Let's work together to create a positive and welcoming environment for all.
- Manlobbi
Stocks A to Z / Stocks G / Alphabet (GOOG)
No. of Recommendations: 14
There is a case to be made that LLM spending is going to raise capex and consequently hit net margins. So, other things being equal, the "normal" or fair price-to-sales ratio would be expected to fall a bit. Yet price to trailing sales ratio is (literally in my case of my Excel sheet) off the chart at 11.7.
Great firm, but a fella has to ask, is the pricing starting to seem rich enough that the odds favour lightening now and waiting for a better re-entry?

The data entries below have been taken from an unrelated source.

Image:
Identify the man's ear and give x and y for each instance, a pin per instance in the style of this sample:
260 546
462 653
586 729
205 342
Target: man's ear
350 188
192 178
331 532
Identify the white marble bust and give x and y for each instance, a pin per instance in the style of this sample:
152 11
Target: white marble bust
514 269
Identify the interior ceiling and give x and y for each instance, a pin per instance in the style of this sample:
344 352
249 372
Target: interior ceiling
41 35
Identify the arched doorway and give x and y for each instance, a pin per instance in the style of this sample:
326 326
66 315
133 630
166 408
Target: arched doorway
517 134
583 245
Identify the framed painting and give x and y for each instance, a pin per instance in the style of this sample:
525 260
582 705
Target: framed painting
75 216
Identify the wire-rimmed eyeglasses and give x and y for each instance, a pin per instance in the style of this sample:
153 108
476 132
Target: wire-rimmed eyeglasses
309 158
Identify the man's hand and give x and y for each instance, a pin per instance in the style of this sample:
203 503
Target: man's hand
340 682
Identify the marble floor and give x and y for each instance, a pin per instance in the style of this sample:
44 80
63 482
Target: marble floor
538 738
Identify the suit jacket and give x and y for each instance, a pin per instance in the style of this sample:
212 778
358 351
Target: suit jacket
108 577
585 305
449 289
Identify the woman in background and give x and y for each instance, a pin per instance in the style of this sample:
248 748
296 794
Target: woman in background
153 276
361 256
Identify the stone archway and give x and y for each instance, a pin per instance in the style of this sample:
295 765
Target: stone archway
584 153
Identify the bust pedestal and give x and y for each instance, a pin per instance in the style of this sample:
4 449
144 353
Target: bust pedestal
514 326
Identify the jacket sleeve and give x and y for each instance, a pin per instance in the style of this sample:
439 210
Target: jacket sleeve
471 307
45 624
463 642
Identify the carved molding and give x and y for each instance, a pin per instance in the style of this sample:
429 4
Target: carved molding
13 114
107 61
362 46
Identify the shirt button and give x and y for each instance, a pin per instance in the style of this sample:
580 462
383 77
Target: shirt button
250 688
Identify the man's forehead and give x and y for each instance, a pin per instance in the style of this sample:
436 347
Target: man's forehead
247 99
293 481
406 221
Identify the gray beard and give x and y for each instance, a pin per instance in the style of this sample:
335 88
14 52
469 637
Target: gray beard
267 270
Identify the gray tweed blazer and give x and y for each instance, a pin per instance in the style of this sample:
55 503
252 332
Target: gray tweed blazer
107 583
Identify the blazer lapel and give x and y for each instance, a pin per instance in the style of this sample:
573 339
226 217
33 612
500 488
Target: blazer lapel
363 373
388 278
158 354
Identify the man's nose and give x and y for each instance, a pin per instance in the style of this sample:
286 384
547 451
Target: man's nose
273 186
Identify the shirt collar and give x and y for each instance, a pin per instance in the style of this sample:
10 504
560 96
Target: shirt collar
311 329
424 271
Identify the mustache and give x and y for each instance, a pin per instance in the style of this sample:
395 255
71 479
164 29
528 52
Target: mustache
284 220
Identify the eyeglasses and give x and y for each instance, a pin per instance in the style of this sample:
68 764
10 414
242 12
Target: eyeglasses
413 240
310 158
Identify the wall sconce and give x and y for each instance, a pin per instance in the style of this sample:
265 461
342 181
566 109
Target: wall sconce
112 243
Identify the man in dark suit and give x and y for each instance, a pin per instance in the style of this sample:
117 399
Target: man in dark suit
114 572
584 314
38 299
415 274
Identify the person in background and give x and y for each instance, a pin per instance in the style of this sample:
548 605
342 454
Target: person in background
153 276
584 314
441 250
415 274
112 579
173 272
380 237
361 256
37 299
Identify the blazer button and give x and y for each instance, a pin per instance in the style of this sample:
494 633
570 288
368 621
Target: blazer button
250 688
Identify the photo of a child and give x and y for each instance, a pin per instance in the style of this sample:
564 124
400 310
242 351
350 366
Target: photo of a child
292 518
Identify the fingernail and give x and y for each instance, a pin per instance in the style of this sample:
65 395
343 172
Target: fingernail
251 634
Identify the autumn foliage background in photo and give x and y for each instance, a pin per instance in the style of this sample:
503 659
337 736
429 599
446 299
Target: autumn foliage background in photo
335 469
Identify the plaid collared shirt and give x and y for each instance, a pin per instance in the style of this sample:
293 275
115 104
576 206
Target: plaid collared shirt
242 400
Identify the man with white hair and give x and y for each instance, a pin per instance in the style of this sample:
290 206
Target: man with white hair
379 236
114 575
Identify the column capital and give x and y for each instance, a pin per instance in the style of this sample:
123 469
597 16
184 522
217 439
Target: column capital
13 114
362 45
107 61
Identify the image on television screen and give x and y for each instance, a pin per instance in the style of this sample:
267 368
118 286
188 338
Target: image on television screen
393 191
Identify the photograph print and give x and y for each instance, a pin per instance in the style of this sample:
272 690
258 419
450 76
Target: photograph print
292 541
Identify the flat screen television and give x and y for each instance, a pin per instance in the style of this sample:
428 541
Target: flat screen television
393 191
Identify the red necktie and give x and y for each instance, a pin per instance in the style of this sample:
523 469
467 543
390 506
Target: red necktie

I sold most of my position recently for valuation reasons. Today I just wrote ATM $345 calls against much of the rest turning it mostly into a covered call position. Purely the solution for the wishy-washy who can't decide whether to sell or not. If exercised the exit price is $398 and change, 13.6 times current trailing sales. (sales will presumably be higher by the time the options mature). Good returns have historically followed entries under 6 times sales. 13.6 is bigger than 6.
Admittedly also coloured a bit by the fact that, generally speaking, I'm slowly winding down my last few remaining US positions. Capital including cash is now predominantly in UK, Canada, Europe.
The market is roaring and I don't think we are at a market top. But hey, when the market offers you a really great price for something, it pays to at least think twice before turning down the offer.
Jim
No. of Recommendations: 2
Great firm, but a fella has to ask, is the pricing starting to seem rich enough that the odds favour lightening now and waiting for a better re-entry?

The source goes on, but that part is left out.